嶺井:すごくシンプルに「エンジニア単価×エンジニア数、顧客単価×顧客数がKPIです」と開示を出している会社さんはあるのですが、力強く伸びているのが美しいですよね。本当にすごいと毎回思います。
山路:ここまでシンプルになると、社内でもコミュニケーションの取り方がすごくわかりやすいし、メンバーにとっても何を追うべきか明白なので動きやすくなりましたね。
嶺井:そして、こちらのスライドを3枚目としてあげていただきました。
山路:こちらには売り上げを載せていないのですが、上場した頃から「1兆円を目指します」という話をずっとしていました。若原さんも先ほどお話しされましたが、将来どこを目指して今があるのかを開示しながらブラッシュアップして「ここを目指しています」と常に意識的に出しています。
嶺井:今日時点で100倍近いPERがついているのは、SHIFTの今後の成長を多くの投資家が信じてくれているからですよね。まさにこのスライドから伝わっているのだと思いました。
一般的にはミルフィーユ図と言われていて、こういった図は多くの会社さんが出されていると思います。こちらをもとに伝える内容について、他社さんと違うポイントはありますか。
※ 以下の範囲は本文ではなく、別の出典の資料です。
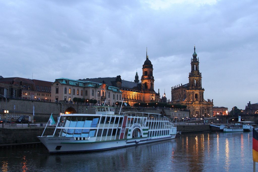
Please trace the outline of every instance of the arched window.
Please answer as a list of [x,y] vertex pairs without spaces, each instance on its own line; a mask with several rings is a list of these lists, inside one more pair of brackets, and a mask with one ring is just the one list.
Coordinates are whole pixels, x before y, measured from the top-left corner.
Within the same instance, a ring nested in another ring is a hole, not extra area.
[[144,83],[143,86],[143,89],[147,90],[147,89],[148,89],[148,84],[147,82],[145,82]]

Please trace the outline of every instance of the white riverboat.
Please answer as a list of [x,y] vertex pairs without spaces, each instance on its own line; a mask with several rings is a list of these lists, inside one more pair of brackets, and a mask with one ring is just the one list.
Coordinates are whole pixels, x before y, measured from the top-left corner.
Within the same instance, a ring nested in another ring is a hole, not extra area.
[[60,115],[63,125],[59,121],[53,135],[38,137],[50,152],[56,153],[113,149],[173,139],[176,134],[176,127],[163,115],[115,115],[113,107],[94,107],[95,114]]
[[238,116],[238,121],[235,124],[229,124],[223,129],[224,132],[249,131],[258,128],[254,122],[241,121],[241,117]]

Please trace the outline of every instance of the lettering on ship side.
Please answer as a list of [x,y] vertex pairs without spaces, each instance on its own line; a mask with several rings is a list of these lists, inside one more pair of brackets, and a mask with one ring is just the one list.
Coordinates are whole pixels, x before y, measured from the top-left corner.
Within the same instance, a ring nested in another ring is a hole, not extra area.
[[48,140],[50,141],[53,141],[55,140],[70,140],[71,138],[49,138]]

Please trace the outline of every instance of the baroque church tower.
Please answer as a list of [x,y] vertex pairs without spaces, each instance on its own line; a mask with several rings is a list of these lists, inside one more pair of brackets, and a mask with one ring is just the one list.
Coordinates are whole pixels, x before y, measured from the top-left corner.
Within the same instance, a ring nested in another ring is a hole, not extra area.
[[142,65],[142,75],[141,79],[142,82],[142,90],[143,90],[153,91],[154,90],[154,77],[152,75],[153,71],[151,62],[149,59],[146,50],[146,60]]
[[191,58],[191,72],[188,77],[188,89],[186,90],[187,99],[191,101],[203,101],[204,89],[201,87],[201,73],[199,71],[199,58],[197,58],[195,46],[194,49],[193,58]]
[[191,71],[188,78],[189,83],[171,88],[172,104],[180,104],[187,106],[190,117],[206,118],[212,116],[213,100],[205,100],[202,87],[201,73],[199,70],[199,58],[194,52],[191,58]]

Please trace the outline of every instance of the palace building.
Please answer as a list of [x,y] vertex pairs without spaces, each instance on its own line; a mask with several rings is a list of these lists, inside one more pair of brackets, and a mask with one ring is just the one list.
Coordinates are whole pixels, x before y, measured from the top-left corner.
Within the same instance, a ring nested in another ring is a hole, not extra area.
[[137,72],[134,82],[122,80],[120,75],[116,77],[86,78],[79,80],[105,83],[109,85],[118,87],[122,92],[124,101],[131,106],[139,102],[159,101],[159,91],[157,93],[154,90],[153,66],[149,59],[147,51],[146,60],[142,65],[142,69],[141,82]]
[[[67,78],[57,79],[53,83],[53,100],[72,101],[74,98],[96,100],[97,104],[115,106],[115,102],[121,101],[122,92],[119,88],[102,83]],[[88,103],[88,102],[86,102]]]
[[201,73],[199,70],[199,58],[194,52],[191,58],[191,71],[188,78],[189,83],[171,88],[172,104],[187,106],[191,117],[208,117],[212,116],[213,100],[204,99],[204,89],[202,87]]

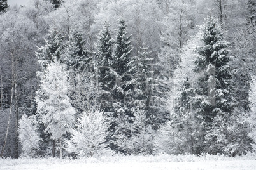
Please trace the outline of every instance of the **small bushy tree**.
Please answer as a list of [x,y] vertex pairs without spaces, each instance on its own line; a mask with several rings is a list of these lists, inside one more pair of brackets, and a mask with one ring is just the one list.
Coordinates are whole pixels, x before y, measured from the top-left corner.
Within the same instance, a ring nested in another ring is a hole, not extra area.
[[36,156],[40,138],[31,117],[24,115],[20,119],[18,133],[22,150],[22,156],[29,157]]
[[71,130],[66,149],[79,157],[95,157],[107,151],[106,137],[110,123],[103,112],[89,110],[78,119],[77,128]]
[[41,84],[36,94],[39,122],[45,126],[45,132],[50,135],[53,143],[59,144],[60,157],[64,148],[63,141],[73,128],[75,114],[68,96],[69,82],[65,67],[65,65],[55,60],[44,72],[38,72]]

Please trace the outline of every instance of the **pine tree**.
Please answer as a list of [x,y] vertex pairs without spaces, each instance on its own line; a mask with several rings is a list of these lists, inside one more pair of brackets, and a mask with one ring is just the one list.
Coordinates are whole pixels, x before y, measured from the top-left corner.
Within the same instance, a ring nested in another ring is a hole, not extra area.
[[[61,58],[67,65],[68,70],[74,72],[83,72],[90,69],[92,57],[85,49],[82,34],[78,29],[72,29],[68,40],[62,50]],[[60,51],[61,52],[61,51]]]
[[255,0],[248,0],[247,2],[247,9],[248,10],[248,22],[253,26],[256,24],[256,1]]
[[127,138],[132,136],[129,124],[132,122],[134,115],[131,108],[134,107],[134,82],[132,74],[132,50],[130,40],[127,36],[126,25],[124,19],[119,20],[118,29],[116,37],[113,62],[111,63],[115,84],[112,90],[114,113],[112,116],[113,147],[125,154],[131,154],[127,148]]
[[111,65],[113,62],[112,35],[109,30],[110,25],[105,22],[103,30],[99,33],[98,38],[98,71],[99,83],[101,90],[101,109],[104,112],[112,112],[111,90],[115,85],[115,75]]
[[169,121],[157,131],[155,137],[158,152],[171,154],[200,154],[204,140],[200,138],[200,124],[193,107],[197,77],[193,69],[196,56],[195,49],[203,44],[200,42],[201,34],[199,32],[191,37],[184,46],[181,62],[169,82],[172,86],[166,102]]
[[8,8],[8,5],[7,4],[7,0],[0,1],[0,14],[5,12]]
[[53,155],[54,145],[57,142],[59,156],[62,157],[63,141],[73,128],[75,114],[68,96],[68,72],[64,64],[55,60],[47,65],[44,72],[38,72],[38,76],[41,82],[36,93],[38,121],[44,125],[45,132],[53,141]]
[[134,132],[129,139],[129,148],[134,154],[149,155],[153,152],[153,130],[148,124],[149,119],[146,117],[145,109],[138,108],[133,113],[134,119],[131,125]]
[[[229,121],[234,114],[236,100],[232,91],[231,58],[227,55],[229,43],[224,41],[224,32],[217,20],[211,15],[201,27],[204,32],[204,46],[199,47],[200,55],[196,61],[196,72],[203,72],[195,89],[194,107],[203,129],[206,152],[224,153],[231,141],[229,138],[227,126],[220,126]],[[235,123],[235,122],[234,122]]]
[[52,4],[53,5],[53,7],[56,9],[60,6],[60,5],[63,1],[62,0],[51,0],[51,1]]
山路:こちらは情報をかなり削ぎ落としたスライドなのですが、この裏に「コミットではないですよ」というマイルストーンの数字を細かく置いています。それを投資家さんと共有しています。それをもとに「何年後、ここに行くには今はスケジュール通りですか」「先行していますか」という話をよくさせていただきます。
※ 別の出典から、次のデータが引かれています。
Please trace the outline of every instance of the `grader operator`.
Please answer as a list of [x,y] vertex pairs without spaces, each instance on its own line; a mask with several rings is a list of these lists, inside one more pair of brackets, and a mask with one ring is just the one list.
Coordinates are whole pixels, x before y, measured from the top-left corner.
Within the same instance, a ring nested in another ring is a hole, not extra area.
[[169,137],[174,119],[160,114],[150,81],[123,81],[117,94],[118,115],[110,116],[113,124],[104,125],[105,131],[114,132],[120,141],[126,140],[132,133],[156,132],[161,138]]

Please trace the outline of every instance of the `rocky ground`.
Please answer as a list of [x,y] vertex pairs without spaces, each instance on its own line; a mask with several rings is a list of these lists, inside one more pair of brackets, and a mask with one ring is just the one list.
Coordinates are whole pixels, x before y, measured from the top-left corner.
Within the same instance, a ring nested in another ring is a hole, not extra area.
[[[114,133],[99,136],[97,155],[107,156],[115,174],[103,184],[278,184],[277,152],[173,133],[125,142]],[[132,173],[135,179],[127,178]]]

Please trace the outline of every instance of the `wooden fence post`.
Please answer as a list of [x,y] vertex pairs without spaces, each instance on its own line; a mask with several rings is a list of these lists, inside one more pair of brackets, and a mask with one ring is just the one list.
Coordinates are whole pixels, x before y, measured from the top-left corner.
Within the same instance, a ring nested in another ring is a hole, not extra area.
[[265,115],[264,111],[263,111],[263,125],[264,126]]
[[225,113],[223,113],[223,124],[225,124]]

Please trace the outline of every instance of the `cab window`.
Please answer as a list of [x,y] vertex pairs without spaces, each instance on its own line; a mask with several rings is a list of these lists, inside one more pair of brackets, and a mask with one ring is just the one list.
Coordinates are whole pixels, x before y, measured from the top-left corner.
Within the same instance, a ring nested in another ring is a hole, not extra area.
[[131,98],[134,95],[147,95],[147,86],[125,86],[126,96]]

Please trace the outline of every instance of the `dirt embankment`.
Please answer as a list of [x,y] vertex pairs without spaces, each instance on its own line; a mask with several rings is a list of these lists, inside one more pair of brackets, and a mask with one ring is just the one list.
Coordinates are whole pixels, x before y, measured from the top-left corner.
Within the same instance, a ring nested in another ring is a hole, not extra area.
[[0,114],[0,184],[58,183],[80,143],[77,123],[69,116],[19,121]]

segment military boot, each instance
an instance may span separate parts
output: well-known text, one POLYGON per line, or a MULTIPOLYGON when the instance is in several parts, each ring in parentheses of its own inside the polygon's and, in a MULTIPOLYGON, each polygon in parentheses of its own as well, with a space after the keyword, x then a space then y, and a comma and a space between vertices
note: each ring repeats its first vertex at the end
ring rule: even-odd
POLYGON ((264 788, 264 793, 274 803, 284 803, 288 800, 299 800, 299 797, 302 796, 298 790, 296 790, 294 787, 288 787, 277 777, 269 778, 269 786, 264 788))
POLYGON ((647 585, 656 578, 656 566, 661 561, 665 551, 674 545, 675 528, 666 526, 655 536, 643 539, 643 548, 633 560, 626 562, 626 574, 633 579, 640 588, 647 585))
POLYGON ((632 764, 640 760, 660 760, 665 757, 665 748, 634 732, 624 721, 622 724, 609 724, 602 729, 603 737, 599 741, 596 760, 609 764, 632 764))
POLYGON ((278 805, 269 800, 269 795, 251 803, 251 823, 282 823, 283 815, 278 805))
嶺井:「SHIFT1000」「SHIFT3000」というワードを別の資料で出されていますね。
山路:そうです。マイルストーンの数字を持っています。
嶺井:それがあるので、投資家はより評価ができるということですね。
山路:振り返ってみると、意外と当たっているんですよ。そういう話もしながら投資家さんとコミュニケーションを取っています。